Pareceres do CRCoimbra

Parecer Nº 20/PP/2018-C

Processo de Parecer n.º 20/PP/2018-C

 

Requerente – Dra. MB...

Objecto: Casas Abrigo

 

Por requerimento entrado neste Conselho, veio a requerente, Dra. MB..., solicitar parecer sobre a seguinte situação:

[…] fui nomeada no âmbito do acesso ao direito e aos Tribunais para patrocinar uma beneficiária de protecção jurídica num processo de promoção e protecção que corre termos no Tribunal Judicial de Família e Menores de Coimbra. No âmbito do referido processo foi aplicada uma medida de apoio junto da mãe (M/Patrocinada), devendo esta permanecer acolhida com os filhos numa Casa Abrigo, pelo prazo de seis meses.

Na passada sexta-feira, fui contactada por correio electrónico pela técnica coordenadora que acompanha o caso – EMAT, que solicitou a minha colaboração para que o acolhimento fosse realizado […] compareci nas instalações da Segurança Social de Coimbra, para acompanhar aquela família […].

Questionei a Exma. Senhora Técnica da Segurança Social, sobre a localização e designação da Casa de Acolhimento, bem como sobre o número de contacto telefónico para que quando fosse necessário contactasse a M/Patrocinada, tais dados nunca me foram facultados, nem a mim nem à M/ Patrocinada, com o argumento de que eram confidenciais.

Informei a Técnica que me encontrava abrangida pelo sigilo Profissional, que a relação entre advogado e cliente assenta numa indispensável relação de confiança  e que os advogados devem ética e deontologicamente defender sempre os interesses dos seus clientes, o que implica um indispensável contacto… […]. ”[sic]

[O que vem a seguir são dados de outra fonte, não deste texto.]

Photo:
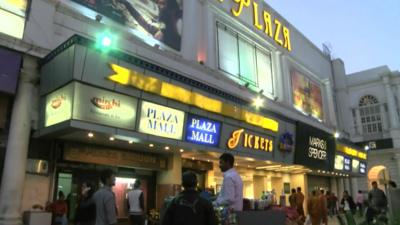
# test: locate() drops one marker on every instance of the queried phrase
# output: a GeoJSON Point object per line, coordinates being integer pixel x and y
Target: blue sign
{"type": "Point", "coordinates": [347, 163]}
{"type": "Point", "coordinates": [202, 131]}
{"type": "Point", "coordinates": [363, 168]}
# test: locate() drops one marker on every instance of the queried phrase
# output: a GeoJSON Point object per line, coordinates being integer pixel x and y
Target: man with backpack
{"type": "Point", "coordinates": [188, 208]}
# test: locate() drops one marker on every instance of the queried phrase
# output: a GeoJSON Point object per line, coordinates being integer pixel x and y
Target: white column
{"type": "Point", "coordinates": [385, 125]}
{"type": "Point", "coordinates": [331, 107]}
{"type": "Point", "coordinates": [394, 118]}
{"type": "Point", "coordinates": [359, 124]}
{"type": "Point", "coordinates": [12, 185]}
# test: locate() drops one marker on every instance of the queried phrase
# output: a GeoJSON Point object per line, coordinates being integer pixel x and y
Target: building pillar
{"type": "Point", "coordinates": [385, 125]}
{"type": "Point", "coordinates": [169, 182]}
{"type": "Point", "coordinates": [359, 129]}
{"type": "Point", "coordinates": [12, 185]}
{"type": "Point", "coordinates": [394, 118]}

Considerando que se encontram reunidos todos os pressupostos para emissão deste Parecer, e que esta questão é, territorial e hierarquicamente, assunto sobre o qual este Conselho Regional se deve pronunciar, foi este processo entregue à aqui Relatora.

O Conselho Regional de Coimbra tem competência para a emissão do presente parecer, não apenas porque se trata de situação que ocorre em localidade pertencente à sua área de competência territorial, cfr. o art. 54º, nº1 do Estatuto da Ordem dos Advogados (doravante designado por EOA), mas ainda porque configura questão de carácter profissional submetida à sua apreciação, relativamente à qual, nos termos do disposto na al. f) desse normativo, tem competência para se pronunciar. 

A Lei n.º 112/2009, de 16 de Setembro, consagrou o Regime Jurídico Aplicável à Prevenção da Violência Doméstica e à Protecção e Assistência suas Vítimas.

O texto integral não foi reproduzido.